When it comes to treating STIs, your doctor can prescribe antiviral medication or antibiotics that take care of the sores or pain in most cases, Dr. Landa says.
Pelvic Inflammatory Disease
Pelvic Inflammatory Disease (PID), is an infection of the female reproductive organs that can cause serious symptoms (e.g. pain in the lower abdomen, heavy discharge, unusual bleeding from the vagina) and reproductive complications, like infertility. It occurs most often via sexually transmitted bacteria that have spread from the vagina to the uterus, fallopian tubes, or ovaries, per the Mayo Clinic. The Cleveland Clinic notes that gonorrhea and chlamydia cause 90 percent of all PID cases. Other times, PID can occur when normal bacteria travels to your reproductive organs which can happen after IUD insertion, childbirth, miscarriage, and pelvic surgery, per the Cleveland Clinic. PID is typically treated with antibiotics, but the medication cannot reverse any scarring associated with the disease.

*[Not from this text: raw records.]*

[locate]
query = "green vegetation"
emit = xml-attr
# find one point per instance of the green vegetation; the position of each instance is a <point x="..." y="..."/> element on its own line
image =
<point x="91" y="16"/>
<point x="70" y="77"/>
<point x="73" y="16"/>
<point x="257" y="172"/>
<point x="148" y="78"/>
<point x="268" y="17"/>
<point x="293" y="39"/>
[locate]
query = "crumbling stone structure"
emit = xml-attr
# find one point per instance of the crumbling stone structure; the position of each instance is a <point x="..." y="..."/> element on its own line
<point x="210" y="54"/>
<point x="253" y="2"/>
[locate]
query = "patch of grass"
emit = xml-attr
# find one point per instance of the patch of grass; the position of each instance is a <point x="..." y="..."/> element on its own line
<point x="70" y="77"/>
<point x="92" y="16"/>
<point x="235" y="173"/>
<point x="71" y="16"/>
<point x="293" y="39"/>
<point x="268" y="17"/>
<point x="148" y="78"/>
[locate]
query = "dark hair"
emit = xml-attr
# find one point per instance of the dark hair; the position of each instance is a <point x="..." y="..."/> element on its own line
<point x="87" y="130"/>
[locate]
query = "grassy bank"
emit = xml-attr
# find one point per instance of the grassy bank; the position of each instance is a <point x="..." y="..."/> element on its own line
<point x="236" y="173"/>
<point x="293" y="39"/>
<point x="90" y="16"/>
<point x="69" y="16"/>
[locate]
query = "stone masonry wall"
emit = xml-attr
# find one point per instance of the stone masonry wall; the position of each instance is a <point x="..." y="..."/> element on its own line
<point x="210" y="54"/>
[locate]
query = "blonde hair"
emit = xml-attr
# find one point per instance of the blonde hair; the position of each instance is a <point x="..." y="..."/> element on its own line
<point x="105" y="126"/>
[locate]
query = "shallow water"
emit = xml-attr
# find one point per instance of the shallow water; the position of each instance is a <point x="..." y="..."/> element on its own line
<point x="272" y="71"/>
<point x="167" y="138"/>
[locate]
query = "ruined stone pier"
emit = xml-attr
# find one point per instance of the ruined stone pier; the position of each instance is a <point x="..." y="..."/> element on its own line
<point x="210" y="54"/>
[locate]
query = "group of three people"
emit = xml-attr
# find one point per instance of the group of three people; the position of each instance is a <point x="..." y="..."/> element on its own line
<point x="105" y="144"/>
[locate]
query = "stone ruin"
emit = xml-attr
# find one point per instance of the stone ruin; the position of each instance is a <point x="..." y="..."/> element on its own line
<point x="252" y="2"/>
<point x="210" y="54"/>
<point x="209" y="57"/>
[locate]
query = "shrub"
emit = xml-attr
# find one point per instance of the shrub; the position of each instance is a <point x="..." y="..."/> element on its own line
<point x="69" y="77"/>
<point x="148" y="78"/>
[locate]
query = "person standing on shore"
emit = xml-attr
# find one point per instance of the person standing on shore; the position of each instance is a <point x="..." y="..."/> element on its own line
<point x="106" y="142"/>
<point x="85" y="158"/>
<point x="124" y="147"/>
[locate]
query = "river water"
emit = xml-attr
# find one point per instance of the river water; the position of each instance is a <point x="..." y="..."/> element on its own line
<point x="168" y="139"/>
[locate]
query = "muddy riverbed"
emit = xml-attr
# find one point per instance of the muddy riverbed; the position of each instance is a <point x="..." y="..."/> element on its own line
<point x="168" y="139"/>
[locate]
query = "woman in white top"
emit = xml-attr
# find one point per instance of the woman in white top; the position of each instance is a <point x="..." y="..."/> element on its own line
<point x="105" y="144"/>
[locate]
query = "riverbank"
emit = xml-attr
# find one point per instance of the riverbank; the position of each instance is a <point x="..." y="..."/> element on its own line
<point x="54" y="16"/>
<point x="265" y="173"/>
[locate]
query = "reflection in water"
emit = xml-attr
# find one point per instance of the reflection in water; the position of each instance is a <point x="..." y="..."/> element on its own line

Endometriosis is essentially “when you have endometrial tissue, the tissue normally inside your uterus, somewhere outside of your uterus. This means that when you menstruate, those tissues will bleed also,” Dr. Landa says. The body is sensitive to blood being in areas where it normally isn’t, and so this can cause pelvic and deep vaginal pain for women (among other symptoms), she explained.
“The pain will be worse with menses, and many women with this condition experience pain with intercourse,” Dr. Landa says. “There are oral medications that can be tried for this condition; some women successfully use the birth control pill continuously to avoid menses with this condition, and sometimes surgical treatment is required,” she said. Speak to your ob-gyn to decide the best treatment for you.

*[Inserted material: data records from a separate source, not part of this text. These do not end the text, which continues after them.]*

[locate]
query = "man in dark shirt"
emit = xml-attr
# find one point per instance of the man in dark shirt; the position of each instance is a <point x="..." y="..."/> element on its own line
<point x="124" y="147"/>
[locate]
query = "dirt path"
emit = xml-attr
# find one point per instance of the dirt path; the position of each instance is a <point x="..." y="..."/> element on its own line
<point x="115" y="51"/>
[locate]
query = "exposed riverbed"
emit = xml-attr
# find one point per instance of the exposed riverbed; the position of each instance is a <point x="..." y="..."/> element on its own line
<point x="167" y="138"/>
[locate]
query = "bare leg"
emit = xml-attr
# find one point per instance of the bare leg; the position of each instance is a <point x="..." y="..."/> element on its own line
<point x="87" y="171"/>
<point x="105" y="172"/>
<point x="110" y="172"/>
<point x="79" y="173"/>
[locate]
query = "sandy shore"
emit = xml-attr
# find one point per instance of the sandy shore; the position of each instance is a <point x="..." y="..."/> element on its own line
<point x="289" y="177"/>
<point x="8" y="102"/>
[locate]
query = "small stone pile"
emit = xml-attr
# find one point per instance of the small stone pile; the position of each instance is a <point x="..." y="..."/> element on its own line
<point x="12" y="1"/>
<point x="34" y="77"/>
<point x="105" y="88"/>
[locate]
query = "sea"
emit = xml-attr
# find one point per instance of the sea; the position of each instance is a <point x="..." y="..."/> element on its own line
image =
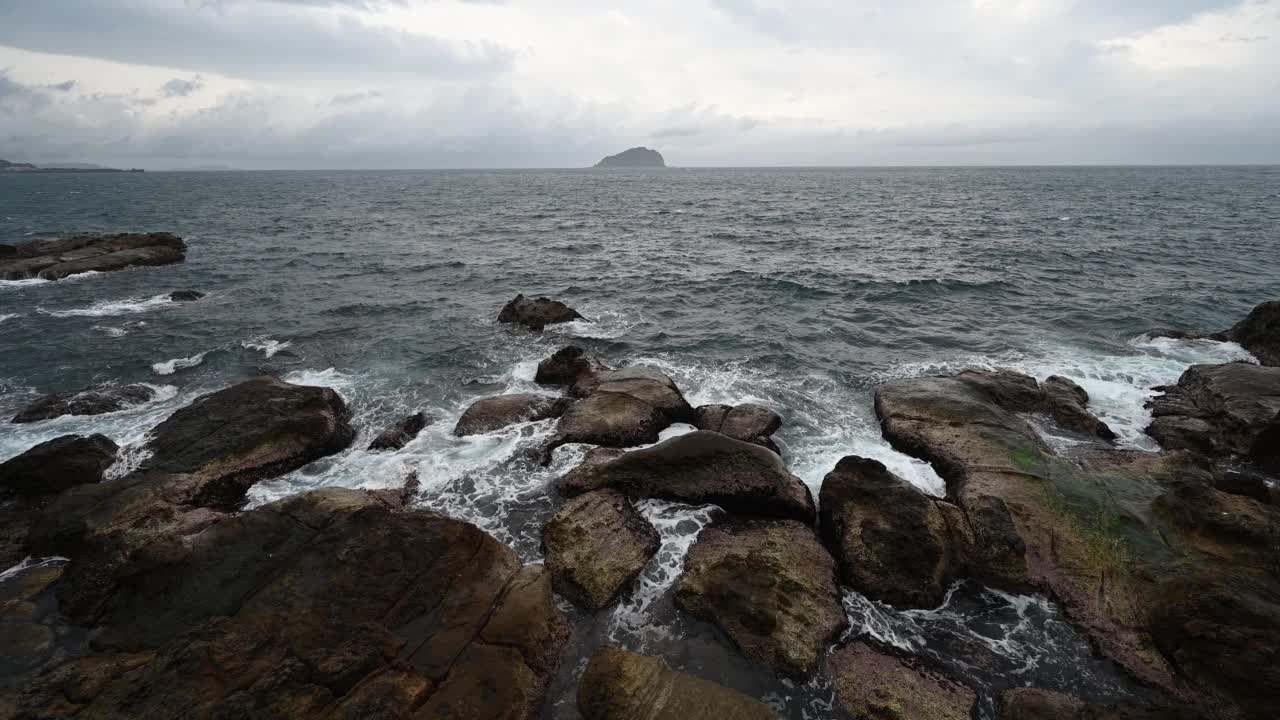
<point x="796" y="288"/>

Uterine fibroids are noncancerous growths in the uterus that can range from completely asymptomatic to severely symptomatic, causing pain in the lower abdomen, pain during sex, abdominal cramps, and difficulty urinating, among other things, according to the American College of Obstetricians and Gynecologists. Sometimes, fibroids can also cause pregnancy loss and infertility.

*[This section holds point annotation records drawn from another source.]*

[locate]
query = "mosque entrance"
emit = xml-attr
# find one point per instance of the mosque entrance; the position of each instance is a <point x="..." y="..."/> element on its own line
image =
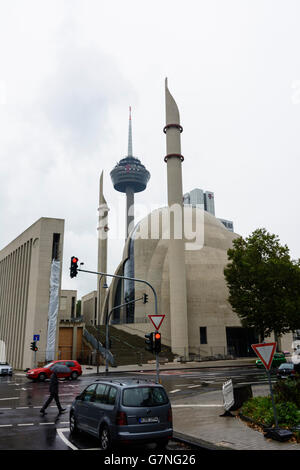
<point x="239" y="341"/>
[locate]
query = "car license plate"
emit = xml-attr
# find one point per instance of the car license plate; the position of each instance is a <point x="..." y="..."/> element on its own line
<point x="149" y="419"/>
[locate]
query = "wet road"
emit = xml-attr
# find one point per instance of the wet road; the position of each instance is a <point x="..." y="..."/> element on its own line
<point x="23" y="428"/>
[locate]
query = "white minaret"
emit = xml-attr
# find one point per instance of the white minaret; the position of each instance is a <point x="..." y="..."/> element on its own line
<point x="177" y="274"/>
<point x="102" y="249"/>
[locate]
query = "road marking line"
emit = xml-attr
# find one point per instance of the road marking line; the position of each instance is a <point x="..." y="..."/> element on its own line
<point x="191" y="406"/>
<point x="64" y="439"/>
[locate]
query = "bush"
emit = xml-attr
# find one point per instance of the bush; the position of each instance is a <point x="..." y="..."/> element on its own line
<point x="288" y="414"/>
<point x="260" y="410"/>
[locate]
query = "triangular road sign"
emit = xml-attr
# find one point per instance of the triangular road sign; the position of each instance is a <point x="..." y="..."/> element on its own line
<point x="265" y="352"/>
<point x="157" y="320"/>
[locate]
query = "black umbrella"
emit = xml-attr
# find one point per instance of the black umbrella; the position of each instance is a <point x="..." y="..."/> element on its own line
<point x="60" y="369"/>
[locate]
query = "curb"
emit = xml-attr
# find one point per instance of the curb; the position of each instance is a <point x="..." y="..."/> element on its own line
<point x="195" y="441"/>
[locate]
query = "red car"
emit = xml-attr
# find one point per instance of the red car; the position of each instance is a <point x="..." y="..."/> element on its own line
<point x="43" y="373"/>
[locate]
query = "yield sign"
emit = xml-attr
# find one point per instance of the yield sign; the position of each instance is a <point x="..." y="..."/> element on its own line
<point x="157" y="320"/>
<point x="265" y="352"/>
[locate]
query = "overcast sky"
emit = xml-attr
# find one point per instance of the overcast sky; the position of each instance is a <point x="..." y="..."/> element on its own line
<point x="69" y="70"/>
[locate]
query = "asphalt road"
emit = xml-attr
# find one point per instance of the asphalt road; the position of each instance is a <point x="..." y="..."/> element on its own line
<point x="23" y="428"/>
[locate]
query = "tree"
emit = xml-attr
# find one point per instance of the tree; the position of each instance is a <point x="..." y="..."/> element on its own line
<point x="264" y="284"/>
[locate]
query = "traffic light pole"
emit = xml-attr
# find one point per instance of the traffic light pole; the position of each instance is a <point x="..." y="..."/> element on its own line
<point x="128" y="279"/>
<point x="135" y="280"/>
<point x="157" y="367"/>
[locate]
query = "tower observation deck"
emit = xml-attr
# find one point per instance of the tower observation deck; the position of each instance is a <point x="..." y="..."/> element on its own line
<point x="130" y="176"/>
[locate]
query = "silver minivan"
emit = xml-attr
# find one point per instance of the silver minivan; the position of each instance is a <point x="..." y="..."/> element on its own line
<point x="123" y="411"/>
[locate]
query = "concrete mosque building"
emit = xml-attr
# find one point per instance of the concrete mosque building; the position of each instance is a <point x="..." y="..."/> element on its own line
<point x="187" y="272"/>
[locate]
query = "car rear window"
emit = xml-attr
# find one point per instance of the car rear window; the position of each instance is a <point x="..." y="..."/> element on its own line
<point x="144" y="396"/>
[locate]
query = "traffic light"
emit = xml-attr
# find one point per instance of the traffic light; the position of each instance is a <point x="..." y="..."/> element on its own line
<point x="33" y="346"/>
<point x="109" y="344"/>
<point x="149" y="342"/>
<point x="157" y="342"/>
<point x="74" y="266"/>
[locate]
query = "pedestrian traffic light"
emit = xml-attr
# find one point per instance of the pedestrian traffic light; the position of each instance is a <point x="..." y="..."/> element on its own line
<point x="33" y="346"/>
<point x="149" y="342"/>
<point x="157" y="342"/>
<point x="74" y="266"/>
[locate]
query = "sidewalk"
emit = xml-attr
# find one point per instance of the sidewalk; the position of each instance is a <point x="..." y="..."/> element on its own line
<point x="197" y="419"/>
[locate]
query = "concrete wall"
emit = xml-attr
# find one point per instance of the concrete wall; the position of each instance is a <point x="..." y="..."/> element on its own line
<point x="65" y="307"/>
<point x="88" y="306"/>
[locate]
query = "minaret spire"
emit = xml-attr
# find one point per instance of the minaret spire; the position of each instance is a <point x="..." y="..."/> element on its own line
<point x="177" y="270"/>
<point x="130" y="135"/>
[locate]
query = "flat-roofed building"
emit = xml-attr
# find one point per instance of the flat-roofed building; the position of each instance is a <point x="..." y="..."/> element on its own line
<point x="89" y="308"/>
<point x="30" y="281"/>
<point x="70" y="326"/>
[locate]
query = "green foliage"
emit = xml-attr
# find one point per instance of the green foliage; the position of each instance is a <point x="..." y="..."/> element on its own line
<point x="287" y="391"/>
<point x="288" y="414"/>
<point x="264" y="284"/>
<point x="260" y="410"/>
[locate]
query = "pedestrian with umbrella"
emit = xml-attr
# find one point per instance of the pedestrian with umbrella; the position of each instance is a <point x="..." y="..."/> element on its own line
<point x="54" y="389"/>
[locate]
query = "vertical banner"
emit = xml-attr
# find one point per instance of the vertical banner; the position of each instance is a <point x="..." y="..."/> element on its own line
<point x="2" y="351"/>
<point x="53" y="310"/>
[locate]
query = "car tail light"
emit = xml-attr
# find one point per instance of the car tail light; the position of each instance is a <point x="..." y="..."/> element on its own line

When treating fibroids, your doctor may suggest birth control (like the pill, IUD, Nexplanon, etc.) or a medication like Lupron to shrink the growths, Kenosha Gleaton, MD, board-certified ob-gyn and Natalist medical advisor, previously told POPSUGAR. Other times, surgery, like a myomectomy, may be recommended to remove the fibroids without impacting your fertility. And in some instances, endometrial ablation or a hysterectomy may be considered if you’re not concerned about future pregnancies, Dr. Gleaton says.
Pain down there can also be caused by a vulvar cyst, which is essentially a bump on the vulva. These are also commonly referred to as Bartholin’s cyst caused by a backup of fluid in the gland, which can cause tenderness and pain near the vaginal opening, pain during sex, discomfort while walking or sitting, and fever, per the Mayo Clinic. These cysts can sometimes be addressed with home treatment (like a sitz bath) and other times they require surgical drainage or antibiotics (when an infection occurs). Your doctor will be able to best address the right course of treatment for you.
Period cramps are often associated with pain in the pelvis or lower abdomen, but they can also make their way to the vagina. This type of pain is usually manageable, but if you’re experiencing severe pain during your period, it’s important to tell a doctor to ensure that it’s not something more serious like vulvodynia or endometriosis.
Sex, for the most part, should not be painful — unless you consensually want it to be. If you’re experiencing vaginal pain during or after sexual intercourse, you may have dyspareunia. This is something you should talk openly about with your healthcare provider as it can be the result of something as minor as not enough lubrication to something more serious like fibroids, per the Cleveland Clinic.